Mosque with the green door

Mosque with the green door
I found a beautiful green door, and the wall and minaret behind made it obviously a mosque. I knocked, and the guardian let me in. It was so pretty - not like the more stark and simple mosques of Old Islamic Cairo, this was decorated on every surface. It had simple marble columns throughout, and at the base of each column was a puddle of pale green worry beads for people praying to use. In fact, they are used like a rosary, and are very similar in form. I took about forty photographs. Every wall was tiled and there would have been twenty different designs.

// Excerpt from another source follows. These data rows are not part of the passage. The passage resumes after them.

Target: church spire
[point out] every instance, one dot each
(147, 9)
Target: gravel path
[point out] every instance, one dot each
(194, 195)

The mithrab was marble with twisting borders of inlaid stone flowers, the walls had stone carved borders at the highest edges, the ceiling was either pure white domes - at least fifteen - or beautiful dark carved and stained wood.
Mosque Mosque

Friday
Mar252005

Spices of Arabia

Spices of Arabia

While there are areas of the Medina which are obviously intended for tourists, most of the area is local - housing and shops with cheap dresses, toys, makeup, walls of hanging shoes that look like torture to wear, and marvelous spice shops with rolled back sacks of spices - and each spice priced by the kilo. There are things that we don't use as well as the familiar - like hibiscus flowers dried whole, from which a drink is made, called something like Khakadoura. It is a glowing ruby red, and for a while I thought I was drinking a sweetened plum juice, as it is rich and tangy and very fruity.